Oxidative DNA damage in human sperm can be detected by Raman microspectroscopy
Raman microspectroscopy was able to identify oxidative sperm nDNA damage. The differences in spectral profiles were corroborated by Fourier transform infrared spectroscopy, and the levels of fragmentation were consistent with flow-cytometric assessment.
Victoria Sánchez, B.Sc, Klaus Redmann, Ph.D., Joachim Wistuba, Ph.D., Frank Wübbeling, Ph.D., Martin Burger, Ph.D., Harriette Oldenhof, Ph.D., Willem F. Wolkers, Ph.D., Sabine Kliesch, M.D., Stefan Schlatt, Ph.D., Con Mallidis, Ph.D.
Volume 98, Issue 5, Pages 1124-1129.e3, November 2012
To determine whether Raman microspectroscopy can identify different levels of oxidative sperm nDNA damage and to corroborate the findings using an established method and an alternative but complementary spectroscopic technique.
Three-way comparison of Raman profiles, FTIR spectra and flow cytometric assessments of sperm nDNA damage.
University-based research laboratory.
Thirty-eight men attending the infertility clinic at the Centre of Reproductive Medicine and Andrology.
Induction of oxidative damage by Fenton’s reaction on semen samples.
Main Outcome Measure(s):
Raman profiles, FTIR spectra, and flow cytometric analysis of DNA fragmentation.
Raman and FTIR spectra contained distinctive differences between untreated and fragmented nDNA sperm which were indicative of oxidative attack.

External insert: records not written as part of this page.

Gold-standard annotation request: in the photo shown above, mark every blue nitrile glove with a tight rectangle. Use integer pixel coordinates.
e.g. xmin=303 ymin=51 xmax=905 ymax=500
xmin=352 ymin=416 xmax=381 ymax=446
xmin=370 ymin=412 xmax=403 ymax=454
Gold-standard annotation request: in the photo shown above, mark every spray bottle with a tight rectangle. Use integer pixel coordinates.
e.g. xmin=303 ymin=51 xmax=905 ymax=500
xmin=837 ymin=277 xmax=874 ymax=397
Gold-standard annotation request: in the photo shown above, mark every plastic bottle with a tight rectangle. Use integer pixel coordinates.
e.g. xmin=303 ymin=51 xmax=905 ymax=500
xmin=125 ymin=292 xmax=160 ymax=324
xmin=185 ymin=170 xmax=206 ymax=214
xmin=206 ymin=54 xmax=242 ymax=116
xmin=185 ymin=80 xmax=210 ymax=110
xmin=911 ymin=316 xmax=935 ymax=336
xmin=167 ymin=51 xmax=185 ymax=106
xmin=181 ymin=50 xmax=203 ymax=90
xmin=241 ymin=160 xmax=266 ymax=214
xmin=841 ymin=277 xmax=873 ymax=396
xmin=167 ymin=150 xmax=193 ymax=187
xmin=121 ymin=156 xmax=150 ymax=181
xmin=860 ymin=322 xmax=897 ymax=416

The changes in Raman profiles were similar to those previously seen and corresponded to the DNA backbone. The peak attributions were corroborated by the FTIR spectra. PCA of the entire Raman spectra distinguished samples with varying degrees of damage. After determination of a cut off value (0.63), estimation of the percentage of sperm with nDNA damage using the intensity ratio of Raman peaks (1050/1095 cm-118) correlated linearly to the flow cytometric assessment.
Raman microspectroscopy still requires further validation but may potentially provide a means of assessing nDNA status of a living sperm.